In [None]:
!pip install datasets

In [None]:
from google.colab import drive
drive.mount('/content/drive')

In [None]:
from transformers import T5Tokenizer, T5ForConditionalGeneration, AdamW, get_linear_schedule_with_warmup
from datasets import load_dataset
import torch
from torch.utils.data import DataLoader
import random
from datasets import load_dataset, concatenate_datasets, ClassLabel
from datasets import load_dataset, concatenate_datasets
import random

# Load the dataset
dataset = load_dataset('imdb')

# Function to filter out examples with text longer than 2000 characters
def filter_long_text(example):
    return len(example['text']) <= 1000

# Apply the filter to the train and test splits
filtered_train_dataset = dataset['train'].filter(filter_long_text)
filtered_test_dataset = dataset['test'].filter(filter_long_text)

# Split the test dataset into 90% and 10%
test_size = len(filtered_test_dataset)

# Calculate the number of examples to move to the training set
num_to_add = int(0.9 * test_size)

# Shuffle and select 90% of the test set
indices = list(range(test_size))
random.shuffle(indices)
train_indices = indices[:num_to_add]
test_indices = indices[num_to_add:]

# Select the corresponding examples from the filtered test set
additional_train_set = filtered_test_dataset.select(train_indices)
new_test_set = filtered_test_dataset.select(test_indices)

# Concatenate 90% of the filtered test set with the filtered train set
new_train_set = concatenate_datasets([filtered_train_dataset, additional_train_set])

# Check the results
print("Original train set size:", len(dataset['train']))
print("Original test set size:", len(dataset['test']))
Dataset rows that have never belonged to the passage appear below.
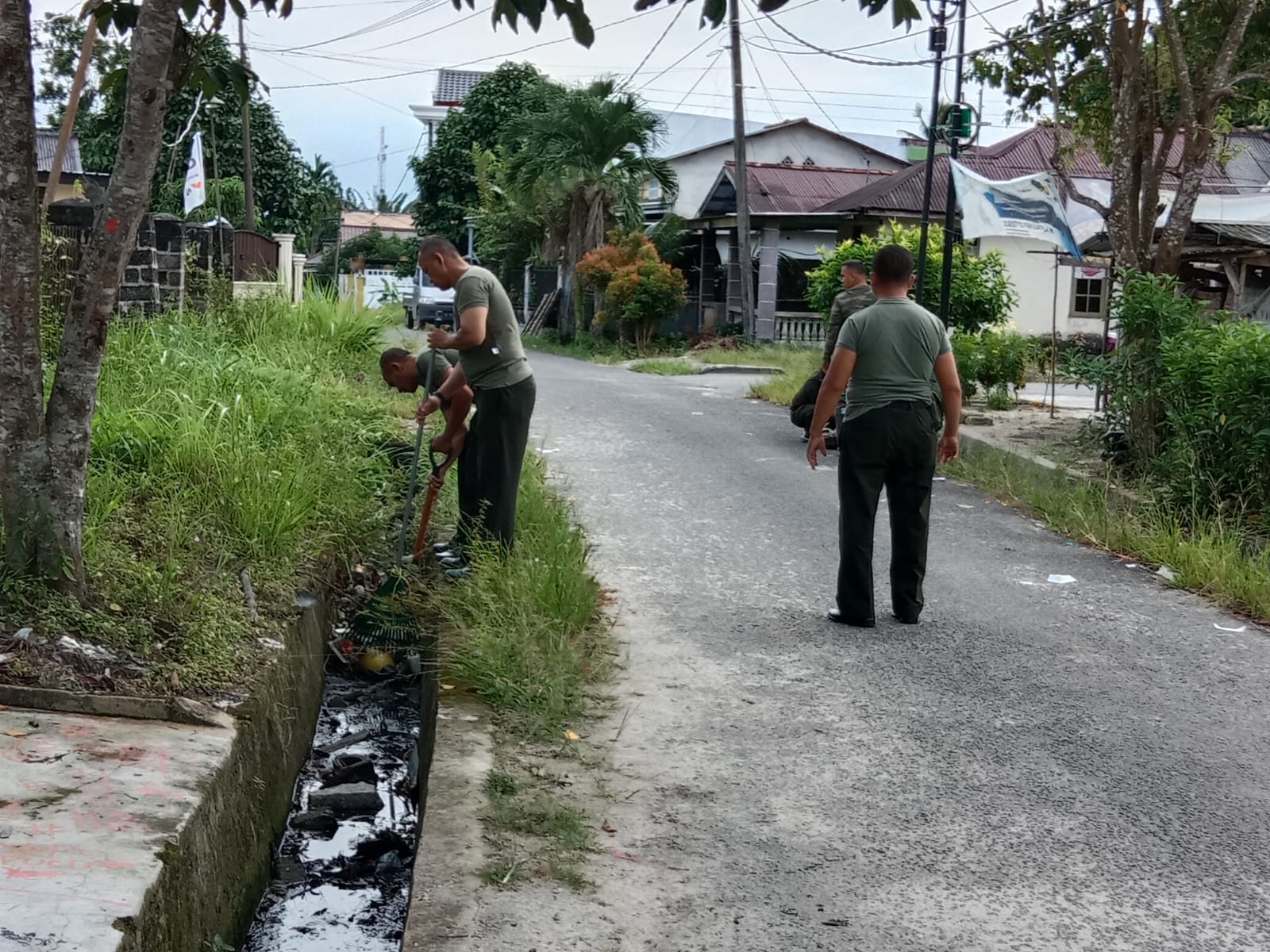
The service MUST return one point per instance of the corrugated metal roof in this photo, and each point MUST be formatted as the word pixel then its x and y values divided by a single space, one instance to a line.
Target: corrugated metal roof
pixel 454 86
pixel 783 127
pixel 1246 169
pixel 1242 234
pixel 353 222
pixel 46 145
pixel 799 190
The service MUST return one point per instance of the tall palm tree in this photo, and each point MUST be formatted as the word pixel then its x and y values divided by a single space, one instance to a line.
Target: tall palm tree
pixel 582 155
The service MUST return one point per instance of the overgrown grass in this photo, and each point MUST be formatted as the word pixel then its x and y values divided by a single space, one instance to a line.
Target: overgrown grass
pixel 797 365
pixel 245 438
pixel 1208 555
pixel 664 367
pixel 525 631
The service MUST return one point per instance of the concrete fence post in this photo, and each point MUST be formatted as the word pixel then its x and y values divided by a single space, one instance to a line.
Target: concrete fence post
pixel 286 251
pixel 298 278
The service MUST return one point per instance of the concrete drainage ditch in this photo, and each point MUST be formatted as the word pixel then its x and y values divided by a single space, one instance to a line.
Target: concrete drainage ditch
pixel 342 871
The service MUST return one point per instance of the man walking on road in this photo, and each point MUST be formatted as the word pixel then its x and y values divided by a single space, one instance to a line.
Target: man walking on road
pixel 492 362
pixel 886 359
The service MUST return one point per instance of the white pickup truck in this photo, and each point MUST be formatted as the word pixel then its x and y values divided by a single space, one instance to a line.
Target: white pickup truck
pixel 429 304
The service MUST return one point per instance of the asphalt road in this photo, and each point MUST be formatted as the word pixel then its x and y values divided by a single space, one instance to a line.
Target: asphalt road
pixel 1037 766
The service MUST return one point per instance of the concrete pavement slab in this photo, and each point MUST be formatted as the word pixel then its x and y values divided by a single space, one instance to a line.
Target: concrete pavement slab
pixel 88 806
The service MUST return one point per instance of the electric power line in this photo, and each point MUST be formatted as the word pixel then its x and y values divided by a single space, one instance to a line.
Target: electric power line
pixel 493 56
pixel 422 6
pixel 991 48
pixel 657 42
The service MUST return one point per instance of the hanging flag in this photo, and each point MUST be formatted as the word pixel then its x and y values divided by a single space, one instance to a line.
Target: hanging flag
pixel 196 190
pixel 1026 207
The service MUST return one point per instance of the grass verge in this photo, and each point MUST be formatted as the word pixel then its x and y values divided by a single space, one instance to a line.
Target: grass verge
pixel 533 835
pixel 249 437
pixel 664 367
pixel 526 634
pixel 526 631
pixel 797 365
pixel 1210 556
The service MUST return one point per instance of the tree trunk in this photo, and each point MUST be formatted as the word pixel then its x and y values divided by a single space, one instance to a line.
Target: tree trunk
pixel 25 465
pixel 69 418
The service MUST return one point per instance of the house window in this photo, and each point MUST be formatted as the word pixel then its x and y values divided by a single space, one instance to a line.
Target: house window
pixel 1089 292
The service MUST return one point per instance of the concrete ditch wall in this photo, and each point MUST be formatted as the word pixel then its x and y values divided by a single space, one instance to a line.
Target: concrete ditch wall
pixel 217 866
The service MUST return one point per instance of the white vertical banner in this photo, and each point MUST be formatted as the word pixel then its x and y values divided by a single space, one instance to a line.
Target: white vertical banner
pixel 196 188
pixel 1026 207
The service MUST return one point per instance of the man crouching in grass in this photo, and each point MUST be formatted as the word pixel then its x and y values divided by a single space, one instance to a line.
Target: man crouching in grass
pixel 406 372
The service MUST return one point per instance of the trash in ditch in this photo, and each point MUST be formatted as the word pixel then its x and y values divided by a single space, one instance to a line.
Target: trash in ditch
pixel 342 871
pixel 93 653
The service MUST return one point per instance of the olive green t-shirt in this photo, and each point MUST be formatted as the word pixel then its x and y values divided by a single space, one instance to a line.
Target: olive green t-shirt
pixel 440 361
pixel 499 359
pixel 895 342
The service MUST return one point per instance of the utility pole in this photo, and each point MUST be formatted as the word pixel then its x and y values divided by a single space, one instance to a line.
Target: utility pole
pixel 64 135
pixel 738 124
pixel 248 187
pixel 939 44
pixel 956 132
pixel 384 159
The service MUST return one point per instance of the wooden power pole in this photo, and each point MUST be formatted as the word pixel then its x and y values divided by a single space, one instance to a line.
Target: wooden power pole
pixel 64 135
pixel 738 121
pixel 248 188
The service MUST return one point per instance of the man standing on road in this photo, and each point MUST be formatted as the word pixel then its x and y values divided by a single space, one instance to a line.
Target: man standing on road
pixel 492 362
pixel 886 359
pixel 855 296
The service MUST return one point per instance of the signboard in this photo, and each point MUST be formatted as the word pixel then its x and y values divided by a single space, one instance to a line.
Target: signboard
pixel 1028 207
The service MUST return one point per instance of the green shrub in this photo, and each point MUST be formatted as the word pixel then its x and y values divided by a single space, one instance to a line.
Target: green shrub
pixel 981 294
pixel 994 359
pixel 1191 389
pixel 1216 395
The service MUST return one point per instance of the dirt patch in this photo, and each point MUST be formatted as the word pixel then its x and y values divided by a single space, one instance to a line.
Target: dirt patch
pixel 1070 438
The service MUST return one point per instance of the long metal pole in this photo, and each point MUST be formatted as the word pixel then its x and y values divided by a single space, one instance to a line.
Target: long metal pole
pixel 64 136
pixel 248 183
pixel 939 42
pixel 950 198
pixel 738 133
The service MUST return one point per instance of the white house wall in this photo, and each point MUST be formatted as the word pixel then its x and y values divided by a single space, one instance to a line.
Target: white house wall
pixel 1033 277
pixel 698 171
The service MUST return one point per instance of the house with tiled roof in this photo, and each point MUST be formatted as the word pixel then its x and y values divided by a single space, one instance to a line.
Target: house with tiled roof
pixel 1223 262
pixel 791 168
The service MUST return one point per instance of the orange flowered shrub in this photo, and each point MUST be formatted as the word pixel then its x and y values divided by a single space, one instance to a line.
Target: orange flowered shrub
pixel 633 286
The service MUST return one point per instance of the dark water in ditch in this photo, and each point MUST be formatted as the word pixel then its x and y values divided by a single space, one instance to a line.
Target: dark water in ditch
pixel 342 871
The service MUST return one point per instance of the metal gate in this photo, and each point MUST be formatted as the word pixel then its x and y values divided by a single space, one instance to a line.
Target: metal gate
pixel 256 258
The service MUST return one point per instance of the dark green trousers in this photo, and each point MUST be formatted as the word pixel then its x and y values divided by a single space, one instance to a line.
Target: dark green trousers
pixel 489 465
pixel 892 447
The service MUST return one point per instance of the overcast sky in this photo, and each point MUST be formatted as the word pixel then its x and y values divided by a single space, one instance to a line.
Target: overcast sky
pixel 340 70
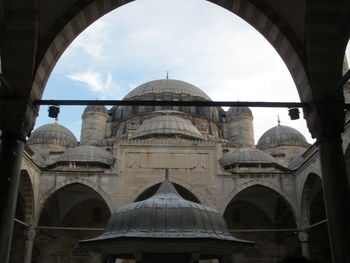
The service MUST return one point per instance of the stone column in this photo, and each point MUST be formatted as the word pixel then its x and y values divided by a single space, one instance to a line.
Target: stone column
pixel 337 196
pixel 326 123
pixel 11 148
pixel 305 246
pixel 28 246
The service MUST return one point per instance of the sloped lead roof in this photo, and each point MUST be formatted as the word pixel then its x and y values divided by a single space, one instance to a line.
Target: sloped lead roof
pixel 246 156
pixel 52 133
pixel 165 216
pixel 281 135
pixel 87 154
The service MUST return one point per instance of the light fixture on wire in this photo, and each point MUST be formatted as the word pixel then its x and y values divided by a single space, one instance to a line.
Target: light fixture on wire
pixel 54 110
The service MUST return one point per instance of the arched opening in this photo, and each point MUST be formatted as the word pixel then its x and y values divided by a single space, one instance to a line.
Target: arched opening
pixel 314 212
pixel 85 76
pixel 184 193
pixel 72 213
pixel 23 216
pixel 262 215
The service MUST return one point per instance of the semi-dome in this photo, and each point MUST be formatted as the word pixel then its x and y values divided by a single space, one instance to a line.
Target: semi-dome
pixel 246 156
pixel 166 125
pixel 96 108
pixel 87 154
pixel 53 134
pixel 167 86
pixel 238 111
pixel 281 135
pixel 166 222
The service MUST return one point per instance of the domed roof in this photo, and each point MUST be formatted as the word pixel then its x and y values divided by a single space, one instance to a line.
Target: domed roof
pixel 53 134
pixel 296 162
pixel 245 156
pixel 167 125
pixel 167 86
pixel 234 111
pixel 281 135
pixel 87 154
pixel 165 217
pixel 96 108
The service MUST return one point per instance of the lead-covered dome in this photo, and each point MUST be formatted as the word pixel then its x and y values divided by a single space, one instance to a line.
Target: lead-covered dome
pixel 246 156
pixel 281 135
pixel 167 125
pixel 87 154
pixel 165 217
pixel 53 134
pixel 96 108
pixel 238 111
pixel 163 86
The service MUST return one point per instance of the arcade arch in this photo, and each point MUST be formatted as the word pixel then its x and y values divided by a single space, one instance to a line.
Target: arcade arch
pixel 80 209
pixel 262 215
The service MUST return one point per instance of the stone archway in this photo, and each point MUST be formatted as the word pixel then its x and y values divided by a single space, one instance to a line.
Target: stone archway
pixel 70 181
pixel 262 215
pixel 262 17
pixel 290 200
pixel 73 212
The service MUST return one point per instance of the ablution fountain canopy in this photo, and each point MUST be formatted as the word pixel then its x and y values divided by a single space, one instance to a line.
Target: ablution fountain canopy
pixel 166 227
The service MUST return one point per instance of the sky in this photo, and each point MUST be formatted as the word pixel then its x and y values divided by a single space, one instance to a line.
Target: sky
pixel 194 40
print("Filtered train set size:", len(filtered_train_dataset))
print("Filtered test set size:", len(filtered_test_dataset))

print("New train set size after adding 90% of the test set:", len(new_train_set))
print("New test set size after removing 90% of the test set:", len(new_test_set))

In [None]:
# Load the FLAN-T5 model and tokenizer
model_name = "google/flan-t5-base"
tokenizer = T5Tokenizer.from_pretrained(model_name)
model = T5ForConditionalGeneration.from_pretrained(model_name)

# Preprocessing function
def preprocess_function(examples):
    # Convert the classification task into a text-to-text task
    inputs = [f"Classify sentiment: {text}" for text in examples["text"]]
    model_inputs = tokenizer(inputs, max_length=512, truncation=True, padding="max_length")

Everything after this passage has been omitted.